## Section 19.1 Examples

Example 1: Find the flux of $\vec{v}=2\vec{i}+4\vec{j}-3\vec{k}$ through the square plate of area 16 in the $xy$-plane oriented in the positive $z$-direction.

Solution: Since we know that the surface is oriented in the positive $z$-direction, a unit normal vector for the surface is then just $\vec{n}=\vec{k}$. Thus, we have

$\int_S\vec{v}\cdot d\vec{A}=\int_S(2\vec{i}+4\vec{j}-3\vec{k})\cdot\vec{k}dA=\int_S(-3)dA.$

Since we may pull the $-3$ out in front of the integral, and since we know the area of the surface to be 16, we have

$\int_S(-3)dA=-3\int_SdA=-3*16=-48.$

Example 2: Find the flux of the electric field $\vec{E}(\vec{r})=q\frac{\vec{r}}{||\vec{r}||^3}$ ($\vec{r}\neq 0$) for $q$ is a positive constant experienced by the sphere of radius 2 centered at the origin.

Solution: We have

$\int_S\vec{E}\cdot d\vec{A}=\int_Sq\frac{\vec{r}}{||\vec{r}||^3}\cdot d\vec{A}.$

We know that (on the surface of the sphere of radius 2 centered at the origin) $||\vec{r}||=2$, and so this integral becomes

$\frac{q}{8}\int_S\vec{r}\cdot d\vec{A}.$

Now, considering $d\vec{A}$, we notice that the normal vectors of the surface of the sphere can be represented using

$d\vec{A}=\vec{n}dA=\frac{\vec{r}}{||\vec{r}||}dA.$

Notice then that both of the vectors inside the integral are pointing in the same direction, and are hence parallel.
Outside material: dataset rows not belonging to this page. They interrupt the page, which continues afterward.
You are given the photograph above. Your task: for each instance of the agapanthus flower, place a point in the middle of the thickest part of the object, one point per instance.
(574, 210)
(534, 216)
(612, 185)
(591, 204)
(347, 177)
Thus, we simply have

$\frac{q}{8}\int_S\vec{r}\cdot d\vec{A}=\frac{q}{8}\int_S ||\vec{r}||dA=\frac{q}{8}\int_S 2dA=\frac{q}{4}\int_S dA.$

Now, if you remember the equation for the surface area of a sphere of radius $r$ ($4\pi r^2$), then you’ll immediately recognize this as

$\frac{q}{4}\int_S dA=4q\pi.$